Amy Madigan, while an actress, at least looks like the girl next door.
Madigan is the freckle-faced strawberry blonde with a flat, slightly hoarse Southwest-type voice who most often is seen as a waiflike rural wife in dramatic films.
You've seen her in "Places in the Heart," "Field of Dreams," "Alamo Bay," "Streets of Fire," "Twice in a Lifetime," "Nowhere to Hide" and last year's TV film "Rowe vs. Wade."
She is a professional actress recognized by people who have no trouble identifying her as someone they've seen around the neighborhood or at a PTA meeting.
Amy is the grownup "girl next door," the woman who looks like everyone's friend and neighbor, not the highly regarded, highly paid actress she is.
This identity suits Madigan just fine. She is the wife of actor Ed Harris ("The Right Stuff"), who also keeps a low profile.
If supermarket tabloids relied on this couple for scandal, they'd be in Chapter 11 tomorrow.
Madigan took time out for a glass of restaurant iced tea the other afternoon. She was self-conscious about being interviewed but anxious to help promote her latest project, "Lucky Day," an ABC-TV movie with Olympia Dukakis and Chloe Webb, to be broadcast March 11.
She had tackled the TV film after completing a new movie, "The Dark Half," with Timothy Hutton.
Madigan's arm was in a sling, the result of a painful spill. She was dressed in sweatshirt and pants. Her hair was a bit raggedy, her smile sincere. Madigan is easy to like.
"It doesn't make any difference to me whether I'm doing a TV movie or a theatrical movie," she said. "If the subject matter interests me and the other actors are good, I'll go for it.
"Last year I worked six months on stage at the Los Angeles Theater Center. Right now I'm unemployed and taking a vacation.

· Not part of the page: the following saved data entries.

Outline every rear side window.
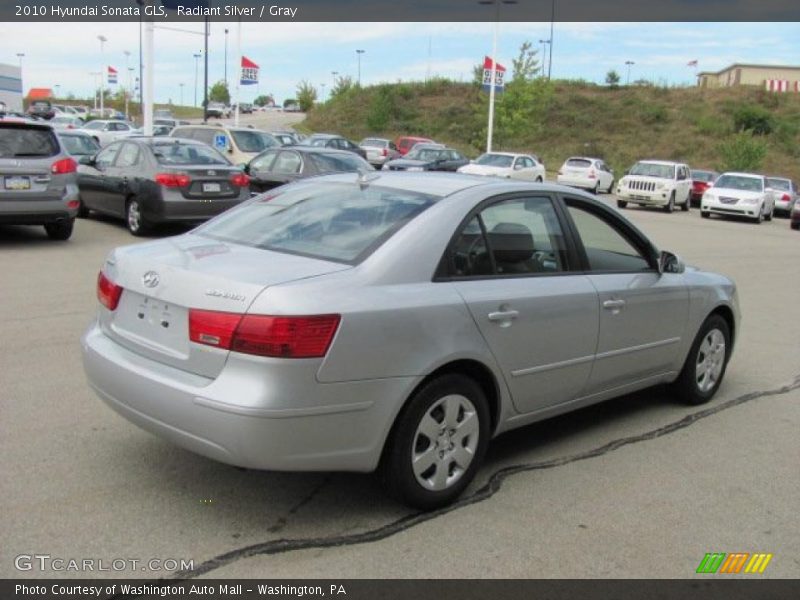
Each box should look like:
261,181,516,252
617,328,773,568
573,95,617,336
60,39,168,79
310,152,368,173
197,182,438,263
0,127,59,158
115,143,140,168
59,135,99,156
448,196,567,277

"But, not really, because I'm working with 16 other people to establish a new theater group . . . with my husband, Holly Hunter, Alfre Woodard and some other great people. It's an exciting Actors Equity-waiver theater project limited to six-week runs and 99 seats.
"There are writers, directors and producers involved, too. We all come from the theater and we all like working on stage projects."